I laugh. “Yeah, let’s not get carried away. We’ve still got to be careful.”
“We’ll see the lakes soon, Ju. And then Mum and Dad!” He’s pocketed the twigs and is bouncing on ahead with the buckets, swinging them, swinging them hard, so water sloshes right over the edges.
It feels like we should leave the twig bundle, but the marks are still there in the tree, if you know where to look, pointing to the river.
“Mum! Dad! We’re coming! We’re actually coming!” Bear sings and I only tell him once to quieten down.
I wish I could feel so happy. Sometimes it seems the closer we get, the more scared I am of what we’ll find.
But Ennerdale must still be there. It has to be.
Mum knows we’re coming back one day. That was always the plan. She’ll be waiting for us. And Dad. If anything had changed, someone would have got word to us. Mum promised.
Once we’ve made the fire, I heat a bucketful of water to wash in. It’s the nicest feeling – warm water against my face.

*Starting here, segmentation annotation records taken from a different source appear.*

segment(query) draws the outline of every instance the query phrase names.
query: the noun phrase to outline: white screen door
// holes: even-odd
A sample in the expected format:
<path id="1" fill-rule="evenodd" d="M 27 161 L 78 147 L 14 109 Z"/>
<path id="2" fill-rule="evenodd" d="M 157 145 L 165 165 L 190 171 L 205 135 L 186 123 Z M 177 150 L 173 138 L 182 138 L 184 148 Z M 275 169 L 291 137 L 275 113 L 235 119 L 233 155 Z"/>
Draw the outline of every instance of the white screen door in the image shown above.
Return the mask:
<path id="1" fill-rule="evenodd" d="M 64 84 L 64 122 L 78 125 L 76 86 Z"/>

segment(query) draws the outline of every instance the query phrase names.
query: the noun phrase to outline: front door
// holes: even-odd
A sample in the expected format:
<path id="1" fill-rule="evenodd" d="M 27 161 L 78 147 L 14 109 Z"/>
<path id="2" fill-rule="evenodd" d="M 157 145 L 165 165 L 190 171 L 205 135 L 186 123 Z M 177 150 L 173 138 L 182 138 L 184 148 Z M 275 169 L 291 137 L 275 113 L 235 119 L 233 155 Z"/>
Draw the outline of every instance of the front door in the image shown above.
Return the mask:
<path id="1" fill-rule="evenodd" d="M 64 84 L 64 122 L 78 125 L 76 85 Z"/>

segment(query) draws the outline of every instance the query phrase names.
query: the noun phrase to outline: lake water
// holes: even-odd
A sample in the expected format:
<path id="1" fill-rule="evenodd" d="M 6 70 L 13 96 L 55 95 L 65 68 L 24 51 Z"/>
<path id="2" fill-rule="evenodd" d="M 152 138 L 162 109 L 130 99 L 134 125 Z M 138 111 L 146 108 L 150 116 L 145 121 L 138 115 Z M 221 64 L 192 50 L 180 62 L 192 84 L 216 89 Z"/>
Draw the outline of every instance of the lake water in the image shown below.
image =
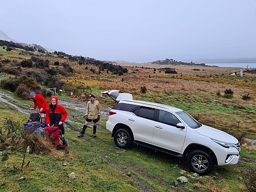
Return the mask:
<path id="1" fill-rule="evenodd" d="M 256 63 L 206 63 L 206 65 L 218 66 L 221 67 L 239 67 L 242 68 L 255 68 Z"/>

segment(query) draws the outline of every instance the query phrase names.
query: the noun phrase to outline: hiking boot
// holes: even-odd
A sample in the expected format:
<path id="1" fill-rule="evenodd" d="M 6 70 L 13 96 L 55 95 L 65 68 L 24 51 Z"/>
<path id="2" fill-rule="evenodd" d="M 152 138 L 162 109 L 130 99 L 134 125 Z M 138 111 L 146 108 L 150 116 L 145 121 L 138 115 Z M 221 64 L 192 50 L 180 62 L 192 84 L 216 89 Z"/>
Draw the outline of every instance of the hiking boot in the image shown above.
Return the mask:
<path id="1" fill-rule="evenodd" d="M 61 149 L 61 146 L 58 145 L 56 147 L 56 150 L 59 150 Z"/>
<path id="2" fill-rule="evenodd" d="M 84 135 L 85 135 L 85 134 L 83 134 L 83 133 L 80 133 L 79 135 L 78 135 L 78 137 L 82 137 L 84 136 Z"/>
<path id="3" fill-rule="evenodd" d="M 68 143 L 67 143 L 67 142 L 66 143 L 63 143 L 63 145 L 61 147 L 63 149 L 64 149 L 65 148 L 68 147 Z"/>

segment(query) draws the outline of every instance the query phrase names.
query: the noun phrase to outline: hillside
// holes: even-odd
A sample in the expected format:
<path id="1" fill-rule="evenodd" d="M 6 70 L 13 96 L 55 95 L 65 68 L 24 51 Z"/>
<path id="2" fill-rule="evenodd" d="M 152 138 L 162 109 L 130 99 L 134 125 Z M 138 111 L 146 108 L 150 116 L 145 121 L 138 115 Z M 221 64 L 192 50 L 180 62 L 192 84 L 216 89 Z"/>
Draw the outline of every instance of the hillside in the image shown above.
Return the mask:
<path id="1" fill-rule="evenodd" d="M 16 121 L 14 123 L 22 128 L 28 115 L 21 112 L 28 113 L 32 105 L 30 91 L 42 93 L 49 100 L 52 93 L 44 89 L 55 87 L 59 102 L 69 114 L 65 122 L 69 147 L 67 151 L 52 148 L 49 153 L 39 151 L 24 156 L 24 146 L 8 140 L 1 142 L 4 163 L 0 166 L 0 190 L 246 191 L 243 170 L 253 171 L 256 159 L 255 147 L 249 141 L 256 139 L 256 76 L 250 71 L 245 69 L 241 77 L 240 68 L 177 65 L 171 68 L 177 73 L 168 74 L 169 65 L 121 67 L 62 52 L 27 50 L 27 47 L 11 47 L 8 52 L 7 44 L 0 46 L 0 127 L 4 129 L 1 130 L 13 122 L 7 122 L 7 118 Z M 143 87 L 146 88 L 145 93 L 141 92 Z M 180 159 L 136 146 L 128 150 L 117 148 L 105 129 L 108 107 L 115 102 L 100 93 L 111 89 L 131 93 L 135 99 L 183 109 L 199 118 L 200 123 L 232 134 L 242 145 L 240 161 L 236 166 L 216 166 L 209 176 L 195 177 Z M 229 89 L 233 93 L 227 97 L 225 92 Z M 98 136 L 92 137 L 89 127 L 86 136 L 79 139 L 77 135 L 84 123 L 85 101 L 91 93 L 96 95 L 103 111 Z M 25 165 L 22 166 L 23 159 Z M 25 169 L 28 162 L 30 164 Z M 69 177 L 72 172 L 76 174 L 75 178 Z M 254 175 L 251 174 L 253 178 Z M 177 185 L 175 181 L 181 176 L 189 178 L 189 182 Z"/>

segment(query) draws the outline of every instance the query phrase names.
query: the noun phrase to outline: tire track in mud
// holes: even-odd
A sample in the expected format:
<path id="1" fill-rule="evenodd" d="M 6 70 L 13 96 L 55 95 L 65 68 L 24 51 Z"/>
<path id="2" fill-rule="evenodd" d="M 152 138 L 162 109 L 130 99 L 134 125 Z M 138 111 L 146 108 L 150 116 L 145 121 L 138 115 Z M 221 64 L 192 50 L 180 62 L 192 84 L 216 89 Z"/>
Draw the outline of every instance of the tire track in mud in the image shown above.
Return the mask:
<path id="1" fill-rule="evenodd" d="M 5 99 L 4 98 L 2 98 L 2 96 L 8 98 L 10 99 L 10 100 L 13 100 L 14 102 L 16 102 L 18 103 L 22 103 L 23 104 L 27 105 L 28 107 L 30 107 L 30 106 L 29 105 L 24 104 L 23 103 L 22 103 L 21 100 L 17 100 L 15 99 L 11 95 L 9 95 L 8 93 L 0 92 L 0 102 L 3 102 L 8 105 L 10 105 L 13 106 L 14 107 L 15 107 L 17 111 L 20 111 L 22 113 L 25 113 L 26 115 L 29 115 L 30 110 L 29 109 L 22 108 L 22 107 L 19 106 L 17 105 L 15 105 L 13 103 L 11 103 L 10 101 L 9 101 L 8 100 Z M 69 112 L 69 115 L 83 116 L 85 115 L 85 110 L 86 110 L 87 102 L 85 103 L 85 102 L 81 102 L 81 101 L 75 101 L 73 100 L 69 100 L 67 99 L 61 99 L 59 100 L 59 104 L 60 105 L 62 105 L 65 108 L 69 108 L 69 109 L 72 109 L 72 110 L 75 110 L 78 111 L 78 112 Z M 103 119 L 108 119 L 109 111 L 110 110 L 110 108 L 105 108 L 105 107 L 100 107 L 100 112 L 101 112 L 100 114 Z M 66 121 L 65 121 L 65 124 L 67 125 L 67 129 L 69 129 L 72 130 L 72 131 L 76 132 L 78 133 L 80 132 L 80 130 L 79 130 L 75 127 L 72 126 L 70 124 L 70 123 L 76 124 L 79 124 L 79 125 L 84 124 L 84 123 L 81 123 L 71 121 L 68 118 L 67 118 Z M 89 127 L 90 126 L 89 125 Z M 103 128 L 100 127 L 99 128 L 103 129 Z M 97 138 L 97 139 L 98 139 L 98 138 Z M 88 144 L 88 145 L 91 144 L 88 141 L 87 141 L 85 139 L 82 139 L 82 140 L 83 140 L 84 142 L 87 144 Z M 116 169 L 117 169 L 119 171 L 122 172 L 123 174 L 126 175 L 127 173 L 127 171 L 126 171 L 126 168 L 123 167 L 121 165 L 119 165 L 118 164 L 110 161 L 110 160 L 105 157 L 102 157 L 102 159 L 105 159 L 105 160 L 106 160 L 106 162 L 110 164 L 112 166 L 115 167 Z M 157 191 L 157 190 L 154 189 L 152 186 L 149 186 L 148 184 L 147 184 L 145 181 L 141 180 L 138 177 L 133 175 L 130 176 L 130 178 L 138 184 L 138 185 L 140 189 L 142 190 L 142 191 L 147 191 L 147 192 Z"/>
<path id="2" fill-rule="evenodd" d="M 3 93 L 3 92 L 0 92 L 0 102 L 3 102 L 4 103 L 7 104 L 8 105 L 10 105 L 14 107 L 15 108 L 15 109 L 20 111 L 22 113 L 25 113 L 26 115 L 29 115 L 30 114 L 30 110 L 28 109 L 25 109 L 25 108 L 22 108 L 21 106 L 18 106 L 17 105 L 15 105 L 15 104 L 13 104 L 12 103 L 10 103 L 9 101 L 8 100 L 3 98 L 3 97 L 6 97 L 10 100 L 12 100 L 14 101 L 14 102 L 17 103 L 22 103 L 23 105 L 27 105 L 28 107 L 30 107 L 29 105 L 28 105 L 26 103 L 24 103 L 22 102 L 22 100 L 17 100 L 11 97 L 11 95 L 9 95 L 8 93 Z M 72 99 L 60 99 L 59 100 L 59 104 L 62 105 L 63 107 L 65 108 L 68 108 L 68 109 L 71 109 L 73 110 L 75 110 L 77 112 L 69 112 L 69 115 L 72 116 L 84 116 L 85 111 L 86 110 L 86 105 L 87 105 L 87 102 L 82 102 L 82 101 L 76 101 L 76 100 L 74 100 Z M 110 108 L 106 108 L 106 107 L 100 107 L 101 110 L 101 116 L 103 119 L 106 119 L 108 118 L 108 115 L 109 115 L 109 112 L 110 110 Z M 79 123 L 79 122 L 74 122 L 73 121 L 71 121 L 68 118 L 68 117 L 67 118 L 67 120 L 65 121 L 65 124 L 67 125 L 67 128 L 68 129 L 71 130 L 72 131 L 74 132 L 76 132 L 79 133 L 80 131 L 80 129 L 77 129 L 76 128 L 74 127 L 74 126 L 72 126 L 70 123 L 75 124 L 79 124 L 79 125 L 84 125 L 84 123 Z M 89 125 L 89 127 L 90 127 Z M 100 126 L 99 126 L 99 128 L 103 129 L 103 127 L 101 127 Z M 97 139 L 98 139 L 97 138 Z M 88 141 L 86 141 L 85 139 L 82 139 L 82 141 L 84 142 L 87 143 L 88 145 L 91 145 L 91 143 L 90 143 Z M 252 142 L 252 144 L 254 143 L 255 145 L 255 143 L 256 142 L 256 140 L 250 140 L 250 141 Z M 105 160 L 108 162 L 108 163 L 110 164 L 112 166 L 115 167 L 116 169 L 117 169 L 119 171 L 122 172 L 124 175 L 127 174 L 127 171 L 126 170 L 127 168 L 124 167 L 126 165 L 121 165 L 118 164 L 117 163 L 115 163 L 114 162 L 112 162 L 110 159 L 109 159 L 108 157 L 102 157 L 102 159 L 105 159 Z M 249 161 L 249 162 L 255 162 L 255 159 L 248 159 L 245 157 L 241 157 L 240 158 L 240 160 L 243 161 Z M 129 167 L 131 167 L 132 166 L 129 166 Z M 133 170 L 134 170 L 135 172 L 136 171 L 138 171 L 139 169 L 138 167 L 133 167 Z M 151 178 L 150 176 L 147 176 L 145 175 L 145 173 L 143 173 L 143 171 L 141 172 L 141 171 L 139 171 L 140 173 L 142 174 L 142 175 L 144 175 L 146 178 L 151 179 L 154 179 Z M 147 183 L 147 182 L 145 181 L 144 181 L 143 179 L 141 179 L 139 178 L 139 177 L 134 175 L 134 174 L 130 175 L 130 178 L 132 178 L 137 184 L 140 187 L 140 189 L 143 190 L 144 191 L 157 191 L 157 190 L 153 187 L 149 185 L 149 184 Z M 157 182 L 158 179 L 156 179 Z M 165 185 L 167 187 L 171 187 L 172 185 L 170 183 L 167 183 L 166 182 L 164 182 L 164 185 Z"/>

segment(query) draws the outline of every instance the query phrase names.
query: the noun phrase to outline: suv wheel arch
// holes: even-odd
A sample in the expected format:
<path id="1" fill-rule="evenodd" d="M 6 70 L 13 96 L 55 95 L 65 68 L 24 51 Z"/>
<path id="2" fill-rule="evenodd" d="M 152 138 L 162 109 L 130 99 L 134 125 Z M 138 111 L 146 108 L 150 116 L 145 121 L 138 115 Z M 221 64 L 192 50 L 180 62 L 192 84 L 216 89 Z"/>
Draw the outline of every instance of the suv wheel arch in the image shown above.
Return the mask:
<path id="1" fill-rule="evenodd" d="M 127 125 L 126 124 L 122 124 L 122 123 L 118 123 L 118 124 L 117 124 L 115 127 L 113 129 L 113 130 L 112 131 L 112 135 L 111 135 L 111 137 L 114 137 L 114 135 L 115 135 L 115 133 L 119 129 L 126 129 L 128 131 L 129 131 L 129 133 L 130 133 L 130 137 L 131 137 L 131 139 L 133 141 L 133 139 L 134 139 L 134 136 L 133 136 L 133 131 L 132 131 L 132 129 L 130 129 L 130 128 L 127 126 Z"/>
<path id="2" fill-rule="evenodd" d="M 212 150 L 207 147 L 198 143 L 189 144 L 184 151 L 183 154 L 184 158 L 186 159 L 186 161 L 187 161 L 186 159 L 187 158 L 188 154 L 189 154 L 191 151 L 195 149 L 200 149 L 209 153 L 212 157 L 214 164 L 218 165 L 218 160 L 216 155 Z"/>

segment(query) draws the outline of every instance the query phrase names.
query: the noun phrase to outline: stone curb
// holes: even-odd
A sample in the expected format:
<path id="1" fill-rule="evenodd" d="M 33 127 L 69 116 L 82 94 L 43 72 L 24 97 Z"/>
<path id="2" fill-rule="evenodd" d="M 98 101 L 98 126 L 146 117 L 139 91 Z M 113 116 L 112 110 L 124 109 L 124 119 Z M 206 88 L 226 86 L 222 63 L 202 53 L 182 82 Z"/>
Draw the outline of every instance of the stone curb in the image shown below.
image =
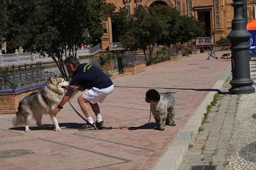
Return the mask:
<path id="1" fill-rule="evenodd" d="M 187 123 L 178 133 L 170 146 L 152 168 L 153 170 L 178 170 L 187 156 L 189 145 L 192 143 L 198 134 L 198 128 L 206 107 L 212 101 L 216 89 L 219 89 L 227 78 L 231 71 L 230 64 L 217 81 L 212 89 L 202 102 Z"/>

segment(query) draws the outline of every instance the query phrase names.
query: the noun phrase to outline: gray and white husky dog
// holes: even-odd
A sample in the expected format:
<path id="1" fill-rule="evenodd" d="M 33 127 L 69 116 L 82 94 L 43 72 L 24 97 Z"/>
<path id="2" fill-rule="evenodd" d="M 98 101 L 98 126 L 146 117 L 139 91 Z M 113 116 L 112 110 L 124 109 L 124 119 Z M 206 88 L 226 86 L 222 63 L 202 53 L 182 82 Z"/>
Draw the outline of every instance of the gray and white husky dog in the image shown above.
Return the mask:
<path id="1" fill-rule="evenodd" d="M 154 89 L 146 93 L 145 101 L 150 104 L 151 112 L 156 123 L 155 129 L 163 131 L 166 125 L 175 126 L 175 100 L 169 92 L 158 93 Z"/>
<path id="2" fill-rule="evenodd" d="M 29 125 L 32 119 L 37 121 L 37 125 L 41 128 L 49 126 L 42 125 L 43 114 L 49 114 L 54 124 L 55 131 L 61 131 L 56 116 L 51 112 L 61 102 L 65 94 L 69 82 L 59 77 L 51 77 L 43 88 L 25 97 L 20 102 L 18 112 L 12 118 L 15 127 L 25 125 L 26 132 L 30 131 Z"/>

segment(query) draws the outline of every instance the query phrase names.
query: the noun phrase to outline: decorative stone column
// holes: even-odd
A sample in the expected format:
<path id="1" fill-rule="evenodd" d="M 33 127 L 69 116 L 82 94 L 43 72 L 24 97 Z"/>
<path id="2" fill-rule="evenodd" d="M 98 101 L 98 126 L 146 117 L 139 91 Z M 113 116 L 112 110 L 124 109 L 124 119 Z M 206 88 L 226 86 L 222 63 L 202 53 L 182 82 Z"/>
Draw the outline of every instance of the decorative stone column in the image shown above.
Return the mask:
<path id="1" fill-rule="evenodd" d="M 232 80 L 229 93 L 232 95 L 254 93 L 255 89 L 251 79 L 249 56 L 250 46 L 248 41 L 251 35 L 246 29 L 246 25 L 242 14 L 244 3 L 239 0 L 233 0 L 234 18 L 232 30 L 227 38 L 230 41 Z"/>

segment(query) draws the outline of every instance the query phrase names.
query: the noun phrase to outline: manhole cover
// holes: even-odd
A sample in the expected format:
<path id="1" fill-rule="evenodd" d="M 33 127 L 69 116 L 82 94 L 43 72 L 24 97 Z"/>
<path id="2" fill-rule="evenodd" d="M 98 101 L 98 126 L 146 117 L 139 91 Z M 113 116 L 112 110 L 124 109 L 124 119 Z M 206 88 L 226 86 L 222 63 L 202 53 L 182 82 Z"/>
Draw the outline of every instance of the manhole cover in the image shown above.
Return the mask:
<path id="1" fill-rule="evenodd" d="M 193 165 L 190 167 L 189 170 L 216 170 L 217 166 L 210 165 Z"/>
<path id="2" fill-rule="evenodd" d="M 0 150 L 0 159 L 9 158 L 22 156 L 34 153 L 32 150 L 27 149 L 9 149 Z"/>
<path id="3" fill-rule="evenodd" d="M 251 115 L 251 117 L 252 117 L 254 119 L 256 119 L 256 113 L 254 114 L 253 114 L 252 115 Z"/>

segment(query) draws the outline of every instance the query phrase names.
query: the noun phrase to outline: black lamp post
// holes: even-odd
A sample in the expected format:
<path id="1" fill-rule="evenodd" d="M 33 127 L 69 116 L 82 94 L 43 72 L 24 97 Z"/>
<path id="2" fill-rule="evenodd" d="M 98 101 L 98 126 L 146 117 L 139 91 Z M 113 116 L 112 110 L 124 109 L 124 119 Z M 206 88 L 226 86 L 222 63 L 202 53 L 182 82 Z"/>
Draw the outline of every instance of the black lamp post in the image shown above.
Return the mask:
<path id="1" fill-rule="evenodd" d="M 251 35 L 246 29 L 245 19 L 242 14 L 244 5 L 241 0 L 233 0 L 231 5 L 234 8 L 234 18 L 232 21 L 232 30 L 227 38 L 230 41 L 232 57 L 232 87 L 229 93 L 232 95 L 254 93 L 252 85 L 249 56 L 250 45 L 248 41 Z"/>

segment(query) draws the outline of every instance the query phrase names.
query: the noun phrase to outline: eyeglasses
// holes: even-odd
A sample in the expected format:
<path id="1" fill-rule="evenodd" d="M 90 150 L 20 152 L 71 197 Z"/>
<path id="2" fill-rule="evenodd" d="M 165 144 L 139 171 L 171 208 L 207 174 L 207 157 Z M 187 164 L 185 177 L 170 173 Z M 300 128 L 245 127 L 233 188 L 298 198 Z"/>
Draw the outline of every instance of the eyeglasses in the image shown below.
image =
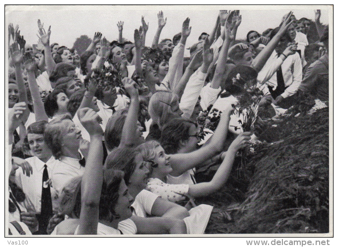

I loved bath night back home. There wasn’t enough water for separate baths, but Annie Rose always let me go first. She knew what it meant to me. That tub of hot water. There was always a lingering smell of disinfectant, some bleach-like stink in the water and in the steam that misted up the bathroom mirror, but Annie Rose had these drops that took the edge off it. Lavender oil. We’ve used the same bottle ever since I can remember, but because there was no hope of getting another, we made it last. Just two or three oily drops, like tiny pearls, from the old glass bottle. I swirled them in by hand and shut my eyes as I sank into the water.
We’ve never seen the sea, but that’s where I took myself in my head. Some bright clean ocean, back when the world was this big open place you could travel across, where it was green, or blue, or yellow. Anything but grey. Anything but the city outside our windows.